Whether in simple examples as we have shown or in large complex ML models, the interpretation of Shapley values is the same.

We next turn our attention to global explanations for single models.

Global explanations for single models

We illustrate single model explanations using the baseline GBM model built in Chapter 5, Advanced Model Building – Part 1. We labeled this model gbm and documented its performance in Figure 5.5 through to Figure 5.10.

The basic command for global explanations is as follows:

model_object.explain(test)

Here, test is the holdout test dataset used in model evaluation. Additional optional parameters include the following:

  • top_n_features: An integer indicating how many columns to use in column-based methods such as SHapley Additive exPlanations (SHAP)) and Partial Dependence Plots (PDP). Columns are ordered according to variable importance. The default value is 5.
  • columns: A vector of column names to use in column-based methods as an alternative to top_n_features.
  • include_explanations or exclude_explanations: Respectively, include or exclude methods such as confusion_matrix, varimp, shap_summary, or pdp.

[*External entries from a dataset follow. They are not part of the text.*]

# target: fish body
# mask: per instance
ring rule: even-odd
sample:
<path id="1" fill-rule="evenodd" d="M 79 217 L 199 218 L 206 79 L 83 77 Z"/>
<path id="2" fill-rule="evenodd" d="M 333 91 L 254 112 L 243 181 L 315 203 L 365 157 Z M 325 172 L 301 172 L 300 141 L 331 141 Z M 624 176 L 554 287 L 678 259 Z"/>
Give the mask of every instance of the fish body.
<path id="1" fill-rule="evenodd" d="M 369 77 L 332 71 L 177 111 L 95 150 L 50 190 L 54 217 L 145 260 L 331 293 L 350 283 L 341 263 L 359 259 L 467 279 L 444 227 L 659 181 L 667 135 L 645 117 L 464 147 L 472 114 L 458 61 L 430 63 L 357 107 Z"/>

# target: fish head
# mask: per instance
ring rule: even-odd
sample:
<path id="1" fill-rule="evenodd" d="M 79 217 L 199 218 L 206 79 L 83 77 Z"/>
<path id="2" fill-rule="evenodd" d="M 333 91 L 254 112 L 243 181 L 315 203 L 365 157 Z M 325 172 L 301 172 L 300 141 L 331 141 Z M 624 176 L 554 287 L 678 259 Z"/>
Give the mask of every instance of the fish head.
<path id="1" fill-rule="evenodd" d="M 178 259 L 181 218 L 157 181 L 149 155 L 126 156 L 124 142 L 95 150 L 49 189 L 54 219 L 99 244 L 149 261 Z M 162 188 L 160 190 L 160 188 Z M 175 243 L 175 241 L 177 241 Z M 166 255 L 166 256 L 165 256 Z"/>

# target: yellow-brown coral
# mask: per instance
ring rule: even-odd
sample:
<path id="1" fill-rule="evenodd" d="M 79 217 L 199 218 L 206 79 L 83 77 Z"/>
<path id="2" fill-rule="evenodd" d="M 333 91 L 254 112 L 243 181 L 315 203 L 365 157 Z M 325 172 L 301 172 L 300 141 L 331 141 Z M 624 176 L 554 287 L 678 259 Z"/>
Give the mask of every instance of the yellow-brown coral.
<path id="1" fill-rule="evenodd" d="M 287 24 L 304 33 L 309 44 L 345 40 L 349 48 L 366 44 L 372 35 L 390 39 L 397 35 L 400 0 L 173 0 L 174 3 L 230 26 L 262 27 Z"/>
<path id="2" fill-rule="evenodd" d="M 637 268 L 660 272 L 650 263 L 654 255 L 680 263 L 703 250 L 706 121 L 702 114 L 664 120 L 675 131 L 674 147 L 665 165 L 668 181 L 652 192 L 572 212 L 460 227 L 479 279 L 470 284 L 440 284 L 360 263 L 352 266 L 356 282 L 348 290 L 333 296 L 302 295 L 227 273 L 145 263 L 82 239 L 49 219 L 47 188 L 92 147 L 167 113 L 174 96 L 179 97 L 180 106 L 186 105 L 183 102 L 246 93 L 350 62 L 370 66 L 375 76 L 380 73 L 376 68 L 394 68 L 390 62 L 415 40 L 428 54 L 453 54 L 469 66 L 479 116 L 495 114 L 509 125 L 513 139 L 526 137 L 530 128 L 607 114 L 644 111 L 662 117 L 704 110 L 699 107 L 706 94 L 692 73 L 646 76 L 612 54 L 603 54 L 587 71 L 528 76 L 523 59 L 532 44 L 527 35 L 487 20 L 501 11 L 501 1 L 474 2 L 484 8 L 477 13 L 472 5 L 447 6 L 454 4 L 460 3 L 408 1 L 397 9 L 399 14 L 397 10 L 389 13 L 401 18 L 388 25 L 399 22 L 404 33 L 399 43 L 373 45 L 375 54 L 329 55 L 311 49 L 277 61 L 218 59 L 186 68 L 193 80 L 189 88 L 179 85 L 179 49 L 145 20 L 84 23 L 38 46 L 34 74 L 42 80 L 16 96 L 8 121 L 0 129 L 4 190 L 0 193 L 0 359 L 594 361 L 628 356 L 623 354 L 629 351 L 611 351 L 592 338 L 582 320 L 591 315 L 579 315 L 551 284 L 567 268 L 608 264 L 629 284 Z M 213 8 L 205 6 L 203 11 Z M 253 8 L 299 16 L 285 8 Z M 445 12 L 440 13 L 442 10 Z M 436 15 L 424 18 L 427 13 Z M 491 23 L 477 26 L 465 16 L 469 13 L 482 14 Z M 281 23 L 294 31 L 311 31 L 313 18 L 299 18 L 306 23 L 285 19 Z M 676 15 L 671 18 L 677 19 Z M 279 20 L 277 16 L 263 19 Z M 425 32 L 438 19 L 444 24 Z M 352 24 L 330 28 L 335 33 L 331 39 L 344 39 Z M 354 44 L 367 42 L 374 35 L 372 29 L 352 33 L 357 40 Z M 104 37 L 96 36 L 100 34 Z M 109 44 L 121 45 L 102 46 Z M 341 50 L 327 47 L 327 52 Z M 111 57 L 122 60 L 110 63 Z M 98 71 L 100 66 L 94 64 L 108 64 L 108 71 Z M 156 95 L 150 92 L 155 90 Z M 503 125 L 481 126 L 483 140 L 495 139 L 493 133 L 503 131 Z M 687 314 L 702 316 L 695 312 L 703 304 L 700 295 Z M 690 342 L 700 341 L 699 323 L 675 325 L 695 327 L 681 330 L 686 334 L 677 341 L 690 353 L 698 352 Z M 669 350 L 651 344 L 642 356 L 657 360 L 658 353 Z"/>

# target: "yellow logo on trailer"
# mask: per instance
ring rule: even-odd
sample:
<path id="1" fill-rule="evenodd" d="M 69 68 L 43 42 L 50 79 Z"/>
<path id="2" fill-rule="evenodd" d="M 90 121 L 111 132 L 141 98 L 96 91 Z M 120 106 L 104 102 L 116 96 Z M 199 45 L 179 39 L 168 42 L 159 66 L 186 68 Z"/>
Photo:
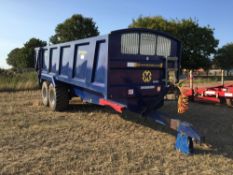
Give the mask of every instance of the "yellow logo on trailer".
<path id="1" fill-rule="evenodd" d="M 148 83 L 150 82 L 152 79 L 152 73 L 151 71 L 149 70 L 145 70 L 143 73 L 142 73 L 142 80 L 144 83 Z"/>

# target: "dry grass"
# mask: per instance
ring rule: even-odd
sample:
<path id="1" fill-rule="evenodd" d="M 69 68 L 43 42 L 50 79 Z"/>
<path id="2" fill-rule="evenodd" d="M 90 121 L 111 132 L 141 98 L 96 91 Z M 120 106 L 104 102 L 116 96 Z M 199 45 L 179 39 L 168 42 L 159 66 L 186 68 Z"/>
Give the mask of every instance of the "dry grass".
<path id="1" fill-rule="evenodd" d="M 94 105 L 42 106 L 39 91 L 0 93 L 0 174 L 233 174 L 233 109 L 191 104 L 182 116 L 211 147 L 185 156 L 173 132 Z M 163 111 L 176 113 L 174 101 Z"/>

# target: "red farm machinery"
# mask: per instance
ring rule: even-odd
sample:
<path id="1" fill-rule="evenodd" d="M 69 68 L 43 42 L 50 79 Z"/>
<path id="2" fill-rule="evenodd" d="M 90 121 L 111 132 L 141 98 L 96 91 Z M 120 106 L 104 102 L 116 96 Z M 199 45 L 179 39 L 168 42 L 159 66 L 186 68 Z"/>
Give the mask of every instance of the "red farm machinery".
<path id="1" fill-rule="evenodd" d="M 194 87 L 193 72 L 189 73 L 189 88 L 185 90 L 185 95 L 192 101 L 212 102 L 226 104 L 233 107 L 233 85 L 224 83 L 224 71 L 221 75 L 221 85 L 210 87 Z"/>

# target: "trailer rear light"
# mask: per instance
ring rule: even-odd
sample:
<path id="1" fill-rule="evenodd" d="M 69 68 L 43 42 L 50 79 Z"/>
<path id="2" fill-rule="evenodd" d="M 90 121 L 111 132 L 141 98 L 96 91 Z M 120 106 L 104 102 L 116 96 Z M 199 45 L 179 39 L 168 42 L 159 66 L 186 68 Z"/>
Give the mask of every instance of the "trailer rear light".
<path id="1" fill-rule="evenodd" d="M 215 91 L 205 91 L 205 95 L 216 95 Z"/>
<path id="2" fill-rule="evenodd" d="M 133 95 L 134 94 L 134 90 L 133 89 L 129 89 L 128 90 L 128 95 Z"/>
<path id="3" fill-rule="evenodd" d="M 157 86 L 156 90 L 157 90 L 157 92 L 160 92 L 161 91 L 161 86 Z"/>
<path id="4" fill-rule="evenodd" d="M 233 97 L 233 93 L 225 92 L 225 97 Z"/>
<path id="5" fill-rule="evenodd" d="M 222 91 L 226 92 L 226 91 L 227 91 L 227 89 L 226 89 L 226 88 L 222 88 Z"/>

For a single classification model such as gbm, this command will display the confusion matrix, variable importance plot, SHAP summary plot, and partial dependence plots for the top five variables in order of importance.

We demonstrate this using our gbm model with the gbm.explain(test) command and discuss each display in turn.

The confusion matrix

The first output result is the confusion matrix, shown in Figure 7.7:

Figure 7.7 – Confusion matrix for the GBM baseline model

Figure 7.7 – Confusion matrix for the GBM baseline model

A nice feature of the explain method is that simple summary descriptions are provided for each display: Confusion matrix shows a predicted class vs an actual class. In Figure 7.7, the confusion matrix for gbm shows true negatives (17,616), false positives (2,087), false negatives (1,716), and true positives (2,057), along with a false positive rate (10.59%) and a false negative rate (45.48%).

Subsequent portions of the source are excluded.